Esa actitud, a los ojos de Joan, honraba a aquel singular personaje de extraña moral que se denominaba a sí mismo hijo puta. Y también honraba a un papa descarriado que sentía temor de Dios y anhelaba una vida pura sin ser capaz de llevarla.
—Recordad esto —dijo Niccolò cuando supo que no se había encontrado al culpable—: Esa piedad del papa los perderá. Si los catalani no terminan con sus enemigos ahora que pueden, estos acabarán con ellos. Un gobernante eficaz no debe tener piedad.
Un día, Joan vio aparecer a Anna en la librería con aquel donaire que añoraba en ella.
—Prestadme a mi marido solo unos momentos —le dijo al cliente con el que Joan conversaba. La hermosa sonrisa que le dedicó hizo que el hombre se la devolviera con una reverencia y que a Joan le diese un vuelco el corazón.
—Faltaría más. Le espero con gusto.
Anna cogió a Joan de la mano y se lo llevó a la trastienda.
—¡Me ha venido el periodo! —exclamó feliz—. Con mucho, mucho retraso, pero ¡ha llegado!
—¿Así, sin más? —inquirió él mirándola incrédulo.
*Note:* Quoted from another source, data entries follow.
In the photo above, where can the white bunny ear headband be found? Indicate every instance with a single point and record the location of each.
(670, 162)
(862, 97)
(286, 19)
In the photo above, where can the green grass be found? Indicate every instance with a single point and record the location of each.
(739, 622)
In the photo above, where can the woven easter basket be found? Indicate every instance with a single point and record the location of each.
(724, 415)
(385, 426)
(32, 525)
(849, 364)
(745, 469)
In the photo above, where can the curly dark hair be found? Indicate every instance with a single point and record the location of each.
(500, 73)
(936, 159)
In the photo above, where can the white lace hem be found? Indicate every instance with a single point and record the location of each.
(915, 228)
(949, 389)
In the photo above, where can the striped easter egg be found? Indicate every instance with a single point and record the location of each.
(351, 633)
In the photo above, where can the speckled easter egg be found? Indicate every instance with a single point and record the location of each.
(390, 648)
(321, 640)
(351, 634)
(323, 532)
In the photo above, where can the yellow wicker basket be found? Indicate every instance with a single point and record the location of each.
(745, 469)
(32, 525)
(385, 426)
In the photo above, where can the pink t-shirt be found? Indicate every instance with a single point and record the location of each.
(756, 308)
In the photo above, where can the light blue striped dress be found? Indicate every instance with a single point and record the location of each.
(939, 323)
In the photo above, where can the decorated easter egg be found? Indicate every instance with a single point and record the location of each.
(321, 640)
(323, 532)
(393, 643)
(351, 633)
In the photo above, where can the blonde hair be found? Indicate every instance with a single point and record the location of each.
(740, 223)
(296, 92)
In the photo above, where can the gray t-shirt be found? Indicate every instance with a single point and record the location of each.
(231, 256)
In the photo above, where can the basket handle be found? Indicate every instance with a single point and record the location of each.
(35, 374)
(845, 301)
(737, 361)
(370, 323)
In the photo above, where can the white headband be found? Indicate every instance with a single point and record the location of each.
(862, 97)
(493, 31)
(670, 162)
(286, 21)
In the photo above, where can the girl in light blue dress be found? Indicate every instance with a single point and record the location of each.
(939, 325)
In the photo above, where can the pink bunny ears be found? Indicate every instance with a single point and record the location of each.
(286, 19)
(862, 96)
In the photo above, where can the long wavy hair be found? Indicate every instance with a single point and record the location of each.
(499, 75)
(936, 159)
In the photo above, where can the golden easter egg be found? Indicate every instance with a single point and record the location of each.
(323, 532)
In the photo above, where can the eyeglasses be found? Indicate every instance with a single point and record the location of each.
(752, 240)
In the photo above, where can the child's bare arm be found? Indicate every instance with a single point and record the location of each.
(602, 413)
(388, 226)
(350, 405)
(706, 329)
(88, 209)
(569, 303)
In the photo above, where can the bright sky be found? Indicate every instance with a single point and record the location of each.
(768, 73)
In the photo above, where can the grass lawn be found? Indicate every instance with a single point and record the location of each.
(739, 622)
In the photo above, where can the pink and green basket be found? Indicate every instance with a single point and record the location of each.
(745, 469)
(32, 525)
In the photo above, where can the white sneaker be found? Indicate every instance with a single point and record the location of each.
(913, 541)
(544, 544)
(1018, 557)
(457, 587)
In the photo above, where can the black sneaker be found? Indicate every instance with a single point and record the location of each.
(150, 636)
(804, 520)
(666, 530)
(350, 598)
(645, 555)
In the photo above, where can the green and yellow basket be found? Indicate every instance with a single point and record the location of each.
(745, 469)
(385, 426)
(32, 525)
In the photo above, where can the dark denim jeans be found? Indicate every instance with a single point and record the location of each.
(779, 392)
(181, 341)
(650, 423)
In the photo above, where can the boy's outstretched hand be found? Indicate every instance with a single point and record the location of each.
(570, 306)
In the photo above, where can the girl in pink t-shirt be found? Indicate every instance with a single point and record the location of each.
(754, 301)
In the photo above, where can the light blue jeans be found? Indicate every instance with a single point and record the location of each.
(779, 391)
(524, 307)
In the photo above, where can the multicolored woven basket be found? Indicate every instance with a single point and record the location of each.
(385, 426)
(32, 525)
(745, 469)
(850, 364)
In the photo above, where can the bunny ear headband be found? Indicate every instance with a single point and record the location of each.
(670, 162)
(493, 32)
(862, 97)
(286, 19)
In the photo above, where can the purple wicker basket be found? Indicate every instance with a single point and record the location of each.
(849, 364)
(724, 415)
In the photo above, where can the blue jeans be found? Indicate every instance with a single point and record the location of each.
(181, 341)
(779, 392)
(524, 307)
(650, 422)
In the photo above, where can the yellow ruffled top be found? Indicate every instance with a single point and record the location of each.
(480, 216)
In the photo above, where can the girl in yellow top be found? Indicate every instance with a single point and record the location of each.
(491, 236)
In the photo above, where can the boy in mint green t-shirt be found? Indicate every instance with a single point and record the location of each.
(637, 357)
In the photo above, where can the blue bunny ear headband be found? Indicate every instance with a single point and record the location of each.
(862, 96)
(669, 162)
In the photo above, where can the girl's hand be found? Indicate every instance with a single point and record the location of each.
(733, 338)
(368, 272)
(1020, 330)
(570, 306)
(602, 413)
Ella afirmó con la cabeza; la dicha no le cabía en el pecho, sonreía al tiempo que notaba que sus ojos se llenaban de lágrimas.
—¿Seguro? —preguntó de nuevo Joan.
—Sí —dijo ella, y vio que los ojos de su esposo se iluminaban.
Él la abrazó y ella se acurrucó contra su pecho. ¡Había sufrido tanta angustia! ¡Tantos pensamientos horribles! ¡Tantos recuerdos espantosos! ¡Se había reprochado tanto su conducta! Ahora sabía que su próximo hijo sería de su esposo y que pronto, aún ignoraba cuándo, la pesadilla sufrida se convertiría en un recuerdo cada vez más lejano.
«Gracias, Señor —anotó Joan en su libro—. Empieza otro tiempo de amor y felicidad.» Y después añadió pensativo: «Quizá, después de todo, la bendición de un papa humano y pecador atraiga también la gracia de Dios».